Best coding practice with Designing High-Performance, Optimized code
- sujosutech
- Sep 5
- 3 min read
In the world of software development, it becomes critical to ensure that your code is not only functional but also efficient, maintainable, and scalable. Designing high-performance, optimized code is essential for delivering applications that respond quickly, use fewer resources, and are easier to debug and enhance over time.

This guide highlights key principles and patterns that help developers write clean, fast, and optimized code—covering everything from algorithmic thinking and resource management to design patterns and performance monitoring.
We will cover:
How to design clean and scalable REST APIs
Techniques to write optimized service methods
Best Practices for Designing RESTful APIs
The most common and recommended case for RESTful API URLs is: kebab-case (also called dash-case): all lowercase with words separated by hyphens (-).
Valid: GET/user-info/{userId}, PUT/admin-details,
Not Valid: GET/getUserInfo, PUT/AdminDetails
Always use meaningful concise API name. Don’t make the API name unnecessarily lengthy and ambiguous.
Appropriate: GET/user-info/{userId}, PUT/admin-details, GET/user/all
Inappropriate: GET/get-user-info, PUT/updateAdminDetails, GET/getAllUsers
Always use path variable when value is essential to identify a specific resource.
Example: GET /users/{userId} , DELETE /products/123, PUT /orders/789
Request Param should be used when the value is optional and used for filtering, sorting, searching, pagination etc. Example: GET /users? role=admin, GET /products? category=shoes&page=2&limit=10, GET /search?param=laptop
If you want to insert new data or update existing data, you should send the request in a structured format using the Request Body

N.B. Request body can only be used with POST, PUT and PATCH. GET and DELETE does not support that.
If you need to pass a POJO in GET API in Spring Boot application and Feign Client is being used for inter-service communications you can use @SpringQueryMap to pass the POJO class.
Status codes matter: Return the right status code: 200 OK, 201 Created, 400 Bad Request, 404 Not Found, 500 Internal Server Error
Code Optimization
Instead of writing whole code in a single function, isolate common features in a separate function and call it from the parent function.
Use Functional Programming Methods like map, filter that provides more power to the developer and make your code more expressible.
Avoid Repetitive Computation by storing results of expensive calculations if they are to be reused (memorization or caching).

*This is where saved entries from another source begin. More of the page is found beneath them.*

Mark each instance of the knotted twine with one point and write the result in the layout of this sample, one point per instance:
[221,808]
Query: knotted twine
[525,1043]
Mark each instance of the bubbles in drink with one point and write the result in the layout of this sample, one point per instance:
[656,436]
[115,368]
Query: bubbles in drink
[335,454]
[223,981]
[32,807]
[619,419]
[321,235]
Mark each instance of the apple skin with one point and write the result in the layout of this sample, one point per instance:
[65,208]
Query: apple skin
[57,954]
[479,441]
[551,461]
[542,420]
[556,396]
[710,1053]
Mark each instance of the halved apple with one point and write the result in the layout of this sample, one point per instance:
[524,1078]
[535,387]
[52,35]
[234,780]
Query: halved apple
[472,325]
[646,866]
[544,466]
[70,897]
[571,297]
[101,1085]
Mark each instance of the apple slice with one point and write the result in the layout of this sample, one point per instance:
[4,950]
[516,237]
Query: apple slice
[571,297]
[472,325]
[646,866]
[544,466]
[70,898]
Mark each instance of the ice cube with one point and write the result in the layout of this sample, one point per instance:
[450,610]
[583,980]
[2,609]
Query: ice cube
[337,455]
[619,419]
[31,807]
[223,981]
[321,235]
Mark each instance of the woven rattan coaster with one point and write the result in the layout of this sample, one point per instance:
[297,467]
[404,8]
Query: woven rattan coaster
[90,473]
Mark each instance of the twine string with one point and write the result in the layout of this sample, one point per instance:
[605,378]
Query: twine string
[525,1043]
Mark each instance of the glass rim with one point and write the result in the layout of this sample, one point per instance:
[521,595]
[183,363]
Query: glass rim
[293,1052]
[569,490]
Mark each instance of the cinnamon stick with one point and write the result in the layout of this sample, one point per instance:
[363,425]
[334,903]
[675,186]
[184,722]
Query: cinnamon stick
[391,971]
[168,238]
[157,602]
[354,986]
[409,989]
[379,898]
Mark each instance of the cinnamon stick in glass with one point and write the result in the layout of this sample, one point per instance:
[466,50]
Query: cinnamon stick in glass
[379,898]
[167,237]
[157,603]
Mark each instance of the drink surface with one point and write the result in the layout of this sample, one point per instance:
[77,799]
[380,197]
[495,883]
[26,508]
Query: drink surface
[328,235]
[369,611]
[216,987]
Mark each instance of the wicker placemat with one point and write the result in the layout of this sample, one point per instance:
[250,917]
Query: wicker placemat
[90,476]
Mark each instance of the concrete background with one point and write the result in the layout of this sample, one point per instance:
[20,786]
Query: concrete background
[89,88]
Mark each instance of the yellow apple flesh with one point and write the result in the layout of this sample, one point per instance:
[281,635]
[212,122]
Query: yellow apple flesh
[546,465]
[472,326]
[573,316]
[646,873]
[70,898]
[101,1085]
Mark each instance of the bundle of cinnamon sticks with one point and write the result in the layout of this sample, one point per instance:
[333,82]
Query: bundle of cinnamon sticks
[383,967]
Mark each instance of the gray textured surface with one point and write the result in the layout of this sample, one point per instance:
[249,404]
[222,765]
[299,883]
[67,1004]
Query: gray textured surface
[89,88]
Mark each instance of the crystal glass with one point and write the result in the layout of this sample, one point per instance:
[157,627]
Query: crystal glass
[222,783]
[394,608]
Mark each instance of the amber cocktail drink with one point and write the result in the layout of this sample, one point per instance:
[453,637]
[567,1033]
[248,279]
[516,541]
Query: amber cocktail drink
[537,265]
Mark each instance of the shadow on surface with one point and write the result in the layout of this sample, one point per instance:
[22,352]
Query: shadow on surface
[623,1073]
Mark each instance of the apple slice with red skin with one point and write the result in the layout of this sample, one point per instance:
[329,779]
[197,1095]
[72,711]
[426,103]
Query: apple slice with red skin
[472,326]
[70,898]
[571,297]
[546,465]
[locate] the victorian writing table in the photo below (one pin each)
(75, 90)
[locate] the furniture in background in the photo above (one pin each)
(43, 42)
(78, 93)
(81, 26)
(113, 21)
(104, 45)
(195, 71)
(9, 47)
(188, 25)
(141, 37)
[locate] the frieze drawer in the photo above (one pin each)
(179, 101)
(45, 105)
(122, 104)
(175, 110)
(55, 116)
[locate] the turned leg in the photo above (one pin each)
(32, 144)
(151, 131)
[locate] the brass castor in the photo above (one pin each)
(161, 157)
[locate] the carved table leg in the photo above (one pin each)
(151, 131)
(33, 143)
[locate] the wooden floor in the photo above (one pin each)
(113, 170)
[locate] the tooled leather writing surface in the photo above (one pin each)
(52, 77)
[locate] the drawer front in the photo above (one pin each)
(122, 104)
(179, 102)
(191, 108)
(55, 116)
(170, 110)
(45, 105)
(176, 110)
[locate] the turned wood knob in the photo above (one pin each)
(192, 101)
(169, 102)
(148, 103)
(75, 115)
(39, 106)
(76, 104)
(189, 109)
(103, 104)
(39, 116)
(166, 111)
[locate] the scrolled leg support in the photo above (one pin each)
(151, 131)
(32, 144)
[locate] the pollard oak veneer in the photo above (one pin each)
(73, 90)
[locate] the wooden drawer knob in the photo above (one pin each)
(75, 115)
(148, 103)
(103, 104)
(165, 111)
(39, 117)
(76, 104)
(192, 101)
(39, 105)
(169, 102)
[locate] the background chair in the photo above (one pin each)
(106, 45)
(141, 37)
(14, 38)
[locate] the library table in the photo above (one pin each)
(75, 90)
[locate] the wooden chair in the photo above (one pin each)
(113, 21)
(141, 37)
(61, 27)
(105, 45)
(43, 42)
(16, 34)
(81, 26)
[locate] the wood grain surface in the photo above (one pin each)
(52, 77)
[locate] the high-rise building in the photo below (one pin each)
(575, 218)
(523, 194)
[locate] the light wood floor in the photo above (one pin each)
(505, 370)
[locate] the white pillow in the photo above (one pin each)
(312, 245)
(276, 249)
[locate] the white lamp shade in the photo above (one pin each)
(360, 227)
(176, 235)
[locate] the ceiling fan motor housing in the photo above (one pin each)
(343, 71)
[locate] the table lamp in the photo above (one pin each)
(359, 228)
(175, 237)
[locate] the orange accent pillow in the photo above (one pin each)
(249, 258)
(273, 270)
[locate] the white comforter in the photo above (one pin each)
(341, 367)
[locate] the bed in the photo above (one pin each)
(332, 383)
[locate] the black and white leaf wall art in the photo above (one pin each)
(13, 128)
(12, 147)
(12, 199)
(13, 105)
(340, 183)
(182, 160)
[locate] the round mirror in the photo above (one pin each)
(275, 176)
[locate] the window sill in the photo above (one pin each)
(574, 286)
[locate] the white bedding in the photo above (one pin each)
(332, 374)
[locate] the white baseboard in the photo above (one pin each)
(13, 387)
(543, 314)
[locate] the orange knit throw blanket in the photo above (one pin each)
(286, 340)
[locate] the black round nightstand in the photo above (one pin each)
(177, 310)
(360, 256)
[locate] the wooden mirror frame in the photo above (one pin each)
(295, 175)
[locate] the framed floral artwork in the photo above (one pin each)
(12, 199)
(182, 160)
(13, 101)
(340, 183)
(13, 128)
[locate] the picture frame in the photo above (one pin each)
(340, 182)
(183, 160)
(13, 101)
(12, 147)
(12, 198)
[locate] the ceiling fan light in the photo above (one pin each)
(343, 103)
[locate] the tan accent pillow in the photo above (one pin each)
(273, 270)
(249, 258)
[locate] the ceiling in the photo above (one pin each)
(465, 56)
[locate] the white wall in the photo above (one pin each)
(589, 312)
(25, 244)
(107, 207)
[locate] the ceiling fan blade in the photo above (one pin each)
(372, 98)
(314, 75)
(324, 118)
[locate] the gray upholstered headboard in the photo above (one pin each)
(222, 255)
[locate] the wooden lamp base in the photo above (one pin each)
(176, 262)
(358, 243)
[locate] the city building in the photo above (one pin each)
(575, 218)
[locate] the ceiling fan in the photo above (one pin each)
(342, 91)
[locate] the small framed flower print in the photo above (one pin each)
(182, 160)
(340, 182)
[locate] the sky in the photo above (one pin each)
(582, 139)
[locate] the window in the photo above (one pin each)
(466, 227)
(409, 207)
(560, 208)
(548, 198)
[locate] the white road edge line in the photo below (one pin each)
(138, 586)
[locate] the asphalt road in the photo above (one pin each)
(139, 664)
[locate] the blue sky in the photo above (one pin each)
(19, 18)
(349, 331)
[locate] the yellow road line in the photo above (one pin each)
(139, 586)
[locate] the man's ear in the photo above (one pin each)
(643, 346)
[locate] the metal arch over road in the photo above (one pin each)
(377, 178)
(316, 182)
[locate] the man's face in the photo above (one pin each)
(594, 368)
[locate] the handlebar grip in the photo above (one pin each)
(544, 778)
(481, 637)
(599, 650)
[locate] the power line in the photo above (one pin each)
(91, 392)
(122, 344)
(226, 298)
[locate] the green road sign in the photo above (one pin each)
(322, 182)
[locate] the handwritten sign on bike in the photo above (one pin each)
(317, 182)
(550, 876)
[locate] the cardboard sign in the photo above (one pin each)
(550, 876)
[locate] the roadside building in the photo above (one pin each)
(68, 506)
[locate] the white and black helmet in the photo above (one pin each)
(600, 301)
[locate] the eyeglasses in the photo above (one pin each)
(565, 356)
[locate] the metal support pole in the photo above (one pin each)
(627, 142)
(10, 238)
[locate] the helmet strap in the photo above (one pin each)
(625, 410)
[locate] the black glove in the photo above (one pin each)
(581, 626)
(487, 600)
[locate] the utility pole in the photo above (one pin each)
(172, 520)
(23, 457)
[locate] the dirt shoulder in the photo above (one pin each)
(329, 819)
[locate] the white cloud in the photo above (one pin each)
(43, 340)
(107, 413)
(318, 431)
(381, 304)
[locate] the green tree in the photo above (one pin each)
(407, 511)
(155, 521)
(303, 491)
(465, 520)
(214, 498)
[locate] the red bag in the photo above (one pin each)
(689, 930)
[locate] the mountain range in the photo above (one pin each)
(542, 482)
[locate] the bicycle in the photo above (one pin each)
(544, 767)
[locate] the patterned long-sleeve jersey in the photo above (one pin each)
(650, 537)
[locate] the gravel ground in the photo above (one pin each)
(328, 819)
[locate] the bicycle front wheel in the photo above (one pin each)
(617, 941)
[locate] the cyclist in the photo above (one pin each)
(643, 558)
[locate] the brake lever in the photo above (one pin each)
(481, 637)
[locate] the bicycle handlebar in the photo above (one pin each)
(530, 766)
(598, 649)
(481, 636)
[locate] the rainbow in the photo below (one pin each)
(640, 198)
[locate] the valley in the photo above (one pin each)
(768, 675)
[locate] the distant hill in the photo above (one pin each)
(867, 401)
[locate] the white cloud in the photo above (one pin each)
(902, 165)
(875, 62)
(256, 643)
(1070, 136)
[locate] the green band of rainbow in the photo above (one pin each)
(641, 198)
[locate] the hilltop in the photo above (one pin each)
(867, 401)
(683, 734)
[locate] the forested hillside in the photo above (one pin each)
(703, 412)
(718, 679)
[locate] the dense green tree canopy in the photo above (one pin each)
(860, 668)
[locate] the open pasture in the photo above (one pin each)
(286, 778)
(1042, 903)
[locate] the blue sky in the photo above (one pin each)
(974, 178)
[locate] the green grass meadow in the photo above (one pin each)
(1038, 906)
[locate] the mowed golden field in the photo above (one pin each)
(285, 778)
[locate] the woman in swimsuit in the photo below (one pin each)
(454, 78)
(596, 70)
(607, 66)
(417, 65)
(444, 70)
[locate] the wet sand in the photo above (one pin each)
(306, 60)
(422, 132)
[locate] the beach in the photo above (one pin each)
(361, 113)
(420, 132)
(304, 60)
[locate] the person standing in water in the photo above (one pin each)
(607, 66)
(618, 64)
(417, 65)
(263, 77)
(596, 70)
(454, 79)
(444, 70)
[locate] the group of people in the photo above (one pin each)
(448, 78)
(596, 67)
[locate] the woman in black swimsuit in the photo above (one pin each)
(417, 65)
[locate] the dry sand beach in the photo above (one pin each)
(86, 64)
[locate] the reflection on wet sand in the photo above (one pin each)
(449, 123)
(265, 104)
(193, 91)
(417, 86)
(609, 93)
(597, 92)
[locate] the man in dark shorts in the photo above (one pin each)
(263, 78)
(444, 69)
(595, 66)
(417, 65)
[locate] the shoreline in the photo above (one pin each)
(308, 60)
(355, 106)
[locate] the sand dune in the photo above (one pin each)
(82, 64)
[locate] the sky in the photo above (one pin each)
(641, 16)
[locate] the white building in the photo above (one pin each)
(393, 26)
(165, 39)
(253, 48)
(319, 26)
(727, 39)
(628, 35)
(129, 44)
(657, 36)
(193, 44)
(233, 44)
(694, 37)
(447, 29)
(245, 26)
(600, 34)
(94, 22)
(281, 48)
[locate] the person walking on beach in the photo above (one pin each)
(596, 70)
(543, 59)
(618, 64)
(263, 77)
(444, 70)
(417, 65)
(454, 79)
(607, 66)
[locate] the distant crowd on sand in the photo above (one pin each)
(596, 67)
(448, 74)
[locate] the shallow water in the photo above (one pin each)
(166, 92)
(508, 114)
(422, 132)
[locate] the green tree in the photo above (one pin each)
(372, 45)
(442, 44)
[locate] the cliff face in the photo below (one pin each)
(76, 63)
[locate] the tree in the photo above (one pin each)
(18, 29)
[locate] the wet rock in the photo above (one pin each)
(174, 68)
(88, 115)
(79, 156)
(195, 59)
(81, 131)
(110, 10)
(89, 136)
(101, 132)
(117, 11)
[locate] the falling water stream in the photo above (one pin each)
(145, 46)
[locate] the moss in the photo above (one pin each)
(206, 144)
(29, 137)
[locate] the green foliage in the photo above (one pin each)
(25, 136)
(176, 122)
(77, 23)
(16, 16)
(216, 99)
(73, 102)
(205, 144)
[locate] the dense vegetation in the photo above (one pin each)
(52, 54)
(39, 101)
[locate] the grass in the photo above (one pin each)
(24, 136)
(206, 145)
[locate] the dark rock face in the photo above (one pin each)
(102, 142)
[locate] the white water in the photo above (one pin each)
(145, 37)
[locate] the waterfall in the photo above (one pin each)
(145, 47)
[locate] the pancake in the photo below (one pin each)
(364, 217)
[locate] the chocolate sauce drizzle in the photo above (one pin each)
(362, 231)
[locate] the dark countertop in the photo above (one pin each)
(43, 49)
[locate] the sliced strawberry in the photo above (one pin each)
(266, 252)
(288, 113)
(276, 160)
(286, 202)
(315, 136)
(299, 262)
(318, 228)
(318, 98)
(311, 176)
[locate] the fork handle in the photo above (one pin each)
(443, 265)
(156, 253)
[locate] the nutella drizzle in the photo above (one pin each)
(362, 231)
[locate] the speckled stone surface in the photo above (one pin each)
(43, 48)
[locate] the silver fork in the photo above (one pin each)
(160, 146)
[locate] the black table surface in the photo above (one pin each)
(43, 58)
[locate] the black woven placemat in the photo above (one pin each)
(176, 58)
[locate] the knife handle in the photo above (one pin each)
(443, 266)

Batch DOM updates or use virtual DOM techniques (e.g., React) to reduce performance overhead.
In scenarios where there is a need to display large data sets, use Lazy Loading and Pagination only load or render what is visible to users — this improves performance.
Using JPA Specification instead of standard Hibernate methods like findByField, findByStatusAndType, etc., is a powerful and flexible way to build dynamic queries in Spring Data JPA. This is especially helpful when you have optional filters or need to compose complex queries.
Case Studies
Case Study 1 – Lazy Loading & Pagination
A patient dashboard loaded all patients into the browser grid on page load.
First load took over 20 seconds.
UI became unresponsive.
Solution:
Added server-side pagination with limit and offset query params.
Implemented lazy loading in the front end to fetch next pages only when needed.
Result:
First page loads in under 1 second.
Browser memory usage reduced by over 80%.
Case Study 2 – Functional Programming for Cleaner Code
Legacy code for processing orders was full of nested for loops:
for (let i=0; i<orders.length; i++) {
if (orders[i].status === 'PENDING') {
let price = calculatePrice(orders[i]);
// … } }
Solution: Rewrote using map and filter:
orders.filter(order => order.status === 'PENDING').map(order => ({ ...order, price: calculatePrice(order) }));
Result:
Code size reduced by 30%.
Much easier for new developers to comprehend and maintain.
Case Study 3 – Database Query Optimization in E-Commerce
An hospital ERP’s patient search was taking 2–3 seconds per request because each query joined 6–7 tables with no indexing.
Solution:
Added composite indexes on patient_id.
Rewrote queries to use EXISTS instead of nested IN.
Result:
Query time reduced from 2.7s → 150ms, leading to faster page loads and higher user retention.
Conclusion
Code optimization is not just about speed — it is about writing efficient, clean, and scalable code that performs well and is easy to maintain over time. It should be guided by actual performance metrics, not assumptions.
Ultimately, high-performance code is a balance of efficiency and clarity. Following best practices ensures your applications are not just fast but also robust and easy to evolve with future requirements.